Hawaiian Airlines // © 2011 Hawaiian Airlines
Because of the importance of airlift to Hawaii, the Hawaii Tourism Authority recently conducted an updated analysis of its airlift projections for the second quarter of 2011 to account for any changes following the earthquake and tsunami that devastated Japan.
HTA's projections showed that despite an anticipated decrease in airlift from Japan, the overall number of air seats should be relatively flat compared to the same period last year.
"This is an indicator that interest in travel to Hawai'i remains strong and mirrors our strategy of driving increased demand, and particularly from destinations such as the U.S. West, Korea and Australia," said HTA president Mike McCartney.

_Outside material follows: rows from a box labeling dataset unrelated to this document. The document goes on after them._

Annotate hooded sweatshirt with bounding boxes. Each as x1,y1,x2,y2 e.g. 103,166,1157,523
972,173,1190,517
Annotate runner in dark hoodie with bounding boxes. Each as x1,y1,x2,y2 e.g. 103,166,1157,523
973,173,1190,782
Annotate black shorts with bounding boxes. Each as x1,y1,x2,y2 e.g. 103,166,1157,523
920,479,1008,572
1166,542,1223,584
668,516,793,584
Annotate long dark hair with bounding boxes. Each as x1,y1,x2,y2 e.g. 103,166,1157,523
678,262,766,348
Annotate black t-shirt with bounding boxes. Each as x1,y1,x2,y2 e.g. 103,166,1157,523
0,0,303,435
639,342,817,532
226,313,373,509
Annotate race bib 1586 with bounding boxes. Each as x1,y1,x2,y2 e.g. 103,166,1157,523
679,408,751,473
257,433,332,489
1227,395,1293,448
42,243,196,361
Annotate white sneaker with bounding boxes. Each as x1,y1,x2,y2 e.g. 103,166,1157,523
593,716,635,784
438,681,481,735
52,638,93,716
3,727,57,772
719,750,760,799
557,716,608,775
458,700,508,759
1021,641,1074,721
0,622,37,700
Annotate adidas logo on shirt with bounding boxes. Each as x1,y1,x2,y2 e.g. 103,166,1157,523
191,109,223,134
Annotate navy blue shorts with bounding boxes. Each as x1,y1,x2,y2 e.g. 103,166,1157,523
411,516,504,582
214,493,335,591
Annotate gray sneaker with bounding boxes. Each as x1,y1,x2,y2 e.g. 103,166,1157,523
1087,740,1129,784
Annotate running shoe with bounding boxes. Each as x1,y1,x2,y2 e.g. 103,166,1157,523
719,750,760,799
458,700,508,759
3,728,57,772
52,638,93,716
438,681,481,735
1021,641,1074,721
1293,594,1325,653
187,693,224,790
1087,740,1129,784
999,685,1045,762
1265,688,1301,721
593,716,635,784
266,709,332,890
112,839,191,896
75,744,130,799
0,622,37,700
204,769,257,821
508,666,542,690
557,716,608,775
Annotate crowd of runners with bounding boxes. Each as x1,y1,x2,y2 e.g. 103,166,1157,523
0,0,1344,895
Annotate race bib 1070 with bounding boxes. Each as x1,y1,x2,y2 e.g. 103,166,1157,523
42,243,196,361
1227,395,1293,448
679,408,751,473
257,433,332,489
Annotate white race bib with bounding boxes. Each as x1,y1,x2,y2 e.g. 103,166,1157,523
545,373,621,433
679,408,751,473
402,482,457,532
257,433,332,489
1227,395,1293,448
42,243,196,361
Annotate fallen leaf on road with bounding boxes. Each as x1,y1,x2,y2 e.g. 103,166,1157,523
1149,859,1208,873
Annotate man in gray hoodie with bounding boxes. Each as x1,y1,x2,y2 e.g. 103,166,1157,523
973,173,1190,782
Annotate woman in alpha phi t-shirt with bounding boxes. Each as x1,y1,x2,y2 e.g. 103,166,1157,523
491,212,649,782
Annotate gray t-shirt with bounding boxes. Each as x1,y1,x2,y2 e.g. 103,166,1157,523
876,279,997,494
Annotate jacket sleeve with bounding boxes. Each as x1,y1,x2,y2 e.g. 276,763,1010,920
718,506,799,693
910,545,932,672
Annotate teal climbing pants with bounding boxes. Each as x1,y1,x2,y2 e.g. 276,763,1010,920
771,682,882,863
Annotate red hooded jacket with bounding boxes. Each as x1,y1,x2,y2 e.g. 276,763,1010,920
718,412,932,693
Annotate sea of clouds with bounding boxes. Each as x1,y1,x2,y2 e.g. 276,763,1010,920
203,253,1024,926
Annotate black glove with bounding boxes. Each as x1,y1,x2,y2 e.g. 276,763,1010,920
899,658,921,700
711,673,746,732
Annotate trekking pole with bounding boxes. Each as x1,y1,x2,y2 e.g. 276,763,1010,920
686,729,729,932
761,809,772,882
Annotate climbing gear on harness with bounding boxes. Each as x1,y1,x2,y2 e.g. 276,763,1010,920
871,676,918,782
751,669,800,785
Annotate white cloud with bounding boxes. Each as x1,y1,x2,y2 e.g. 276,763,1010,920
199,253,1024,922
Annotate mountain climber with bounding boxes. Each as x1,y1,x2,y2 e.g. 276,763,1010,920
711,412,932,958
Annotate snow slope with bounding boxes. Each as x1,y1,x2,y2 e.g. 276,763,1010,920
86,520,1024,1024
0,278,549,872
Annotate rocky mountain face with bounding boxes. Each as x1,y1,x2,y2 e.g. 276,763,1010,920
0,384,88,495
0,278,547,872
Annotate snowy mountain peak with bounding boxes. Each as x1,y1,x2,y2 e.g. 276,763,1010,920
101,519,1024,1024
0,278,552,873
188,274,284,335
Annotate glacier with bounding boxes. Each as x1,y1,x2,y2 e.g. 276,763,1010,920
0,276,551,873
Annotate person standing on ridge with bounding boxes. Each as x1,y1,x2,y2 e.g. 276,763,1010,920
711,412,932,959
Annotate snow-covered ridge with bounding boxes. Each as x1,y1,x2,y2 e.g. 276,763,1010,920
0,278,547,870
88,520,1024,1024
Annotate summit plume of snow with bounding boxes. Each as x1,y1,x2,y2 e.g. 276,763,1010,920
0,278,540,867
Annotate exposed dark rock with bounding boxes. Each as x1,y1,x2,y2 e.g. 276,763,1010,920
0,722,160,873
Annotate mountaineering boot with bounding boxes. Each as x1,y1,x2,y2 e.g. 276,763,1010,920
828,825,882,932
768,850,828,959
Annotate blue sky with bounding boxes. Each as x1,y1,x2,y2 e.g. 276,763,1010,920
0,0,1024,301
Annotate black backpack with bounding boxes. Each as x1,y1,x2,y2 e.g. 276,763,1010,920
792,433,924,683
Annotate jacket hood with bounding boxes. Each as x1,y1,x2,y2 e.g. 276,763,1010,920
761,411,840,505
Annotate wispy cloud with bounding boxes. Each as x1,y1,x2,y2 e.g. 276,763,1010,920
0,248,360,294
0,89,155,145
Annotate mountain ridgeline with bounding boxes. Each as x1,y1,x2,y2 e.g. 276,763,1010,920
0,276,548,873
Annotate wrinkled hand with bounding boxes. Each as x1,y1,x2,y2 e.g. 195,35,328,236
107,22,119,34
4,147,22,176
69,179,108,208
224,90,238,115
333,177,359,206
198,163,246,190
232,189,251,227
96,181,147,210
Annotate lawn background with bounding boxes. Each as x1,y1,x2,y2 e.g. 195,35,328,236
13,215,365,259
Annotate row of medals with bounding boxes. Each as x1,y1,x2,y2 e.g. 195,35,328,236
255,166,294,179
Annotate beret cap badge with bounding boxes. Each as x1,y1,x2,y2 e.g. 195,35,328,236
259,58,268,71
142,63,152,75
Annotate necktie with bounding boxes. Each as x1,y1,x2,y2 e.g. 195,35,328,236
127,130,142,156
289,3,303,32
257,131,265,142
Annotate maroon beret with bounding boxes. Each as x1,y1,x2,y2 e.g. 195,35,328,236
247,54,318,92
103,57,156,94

HTA's projections are based on flights appearing in OAG and Sabre airline schedules as of March 2011 and include adjustments for air service additions and suspensions following the events in Japan.
"We understand that the situation in Japan is constantly evolving, and we will continue to evaluate the impact on airlift and provide this information to our marketing partners, Hawaii's tourism industry and the entire state," said McCartney. "This is one way that HTA can support businesses and other organizations in our community as they develop their plans to address the market conditions over the coming months."
Scheduled air seats from Japan are expected to decrease 10.5 percent in the second quarter, resulting from Japan Airlines (JAL) downsizing of its aircraft in the Hawaii market from B747-400s to B767s, along with temporary reductions in JAL and Delta Air Lines flights following the recent earthquake and tsunami.
The report noted that the reduction in service from Japan not only negatively impacts Japanese visitor traffic to Hawaii, but also impedes travel to Hawaii from other Asian markets, such as China, which travel to Hawaii via Japan.